1984 yılında Marmara Üniversitesi Hukuk Fakültesi, Hukuk Felsefesi ve Sosyolojisi Ana Bilim Dalı'nda yardımcı doçent olarak göreve başladı. 1993 yılında doçent, 6 yıl sonra da profesör oldu.

Argumentum Aylık Hukuk Dergisi'nin Sorumlu Yazıişleri Müdürlüğü'nü yaptı. Hukuk Felsefesi ve Sosyolojisi Arkivi'nin yönetmeni olan Ökçesiz, Çağdaş Hukuk Felsefesi ve Hukuk Kuramı

İncelemeleri, Düşünce Özgürlüğü ve Hukuk Devleti dizileri dışında, Sivil İtaatsizlik adını verdiği bir kitabı var. Sivil İtaatsizlik başlıklı bir de monografi yazdı.

OLAY YARATAN ARAŞTIRMANIN SONUÇLARI

Araştırmaya katılan 666 avukatın yüzde 94.9'u adli yargıda yolsuzluk olduğunu, yüzde 63.1'i yolsuzluğun adliyenin temel sorunlarından birisi olduğunu, yüzde 96.1'i ise yolsuzlukların yeterince ortaya çıkarılamadığını söyledi.

Yolsuzluğa sıklık derecesi bakımından sırasıyla karakollarda, icra dairelerinde, savcılık ve mahkeme kalemlerinde, bilirkişilerde, savcı ve hakimlerde rastlanmaktadır. Elde edilen toplam maddi çıkar düzeyi bakımından bu sıralama, icra daireleri, karakollar, bilirkişiler, mahkeme ve savcılık kalemleri, yargıç ve savcılar olarak görünmektedir.

Adli yargıda en yaygın yolsuzluk türleri rüşvet ve kayırmadır. Miktarı ve riski yüksek olanlarla, yargıç ve savcılara verilen rüşvetlerde aracı kullanılmaktadır. Adli yargıda örgütlü yolsuzluk olduğu görüşünde olan avukatların sayısı dikkat çekicidir.

Yolsuzlukta son yıllarda bir artış görüldüğü, çoğunluk görüşü olarak ifade edilmektedir. Ve bu yolsuzluk diğer devlet alanları dikkate alındığında ya atbaşı gitmekte, ya da hemen ardından gelmektedir.

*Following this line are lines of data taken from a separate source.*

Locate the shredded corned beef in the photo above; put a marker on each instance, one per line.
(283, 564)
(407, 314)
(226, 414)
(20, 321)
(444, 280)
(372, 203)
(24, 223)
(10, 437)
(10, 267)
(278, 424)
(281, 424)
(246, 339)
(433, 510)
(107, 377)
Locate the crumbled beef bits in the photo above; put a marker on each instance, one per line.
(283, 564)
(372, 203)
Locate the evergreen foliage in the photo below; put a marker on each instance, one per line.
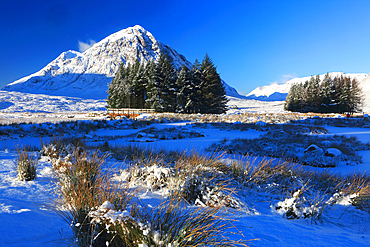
(338, 95)
(161, 87)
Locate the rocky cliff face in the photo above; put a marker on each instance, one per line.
(88, 74)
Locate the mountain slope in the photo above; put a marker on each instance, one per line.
(88, 74)
(278, 92)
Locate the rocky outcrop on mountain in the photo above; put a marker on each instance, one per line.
(88, 74)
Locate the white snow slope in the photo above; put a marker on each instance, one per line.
(88, 74)
(278, 92)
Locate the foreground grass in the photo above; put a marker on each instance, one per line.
(104, 209)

Ceza yargılaması birimleri arasında savcılıklar, ağır ceza mahkemeleri, asliye ceza, sulh ceza mahkemeleri ile DGM ve çocuk mahkemeleri birbirini izlemektedir.

Hukuk alanında bu sıralama asliye ticaret, asliye hukuk, icra tetkik mercii, tapulama, kadastro ve iş mahkemeleri olarak görünmektedir.

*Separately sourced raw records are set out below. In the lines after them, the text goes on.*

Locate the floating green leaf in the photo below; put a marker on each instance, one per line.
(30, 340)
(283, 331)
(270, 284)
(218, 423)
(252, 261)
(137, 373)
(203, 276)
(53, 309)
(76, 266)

Yargıtay'da da yolsuzluğun görüldüğünü yüksek oranda bir kesim dile getirmektedir.

Yolsuzluğun yargıç ve savcılarda da görülüp görülmediği sorusuna avukatların yüzde 97.5'i 'Evet' derken, bunun oranının diğer birimler karşısında daha az olduğu, fakat büyük bir gizlilik derecesi taşıdığı belirtilmektedir. Avukatların yüzde 74.4'ü yargıç ve savcılar tarafından kıskanıldıklarını ifade etmektedir.

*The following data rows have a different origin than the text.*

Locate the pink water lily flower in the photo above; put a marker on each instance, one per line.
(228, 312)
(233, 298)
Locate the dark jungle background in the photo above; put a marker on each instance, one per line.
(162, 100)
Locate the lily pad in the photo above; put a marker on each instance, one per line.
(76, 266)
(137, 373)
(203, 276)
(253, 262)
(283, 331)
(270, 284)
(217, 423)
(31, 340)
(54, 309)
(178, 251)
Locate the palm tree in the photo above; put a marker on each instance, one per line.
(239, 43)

Adli yargıda iş başına verilen paranın miktarı 2-7 milyon lira arasındadır. En yüksek düzeyi ise 30-70 milyon lira olarak değişmektedir. 'Memurin Muhakematı Hakkında Kanunu Muvakkat'ın ilgili hükümleri yolsuzluğu teşvik ediyor' diyenlerin oranı yüzde 83'tür.

Yolsuzluğa neden olarak, iş hacminin adliyenin kapasitesinin çok üstünde olması, devlet memurluğunun iş ahlakı ilkeleri ve değerleri hakkında yeterli bilinç düzeyine ulaşılamaması, yolsuzluğun kamuoyunca meşru sayıldığı yolunda bir kanaat bulunması, yurttaşların hak arama bilincinin yetersizliği, yargıya ilişkin yolsuzluk olaylarının açıklanmasında gösterilen aşırı çekingenlik, adalete ayrılan bütçe payının sürekli düşük ve yetersiz bir düzeyde kalması gösterilmiştir.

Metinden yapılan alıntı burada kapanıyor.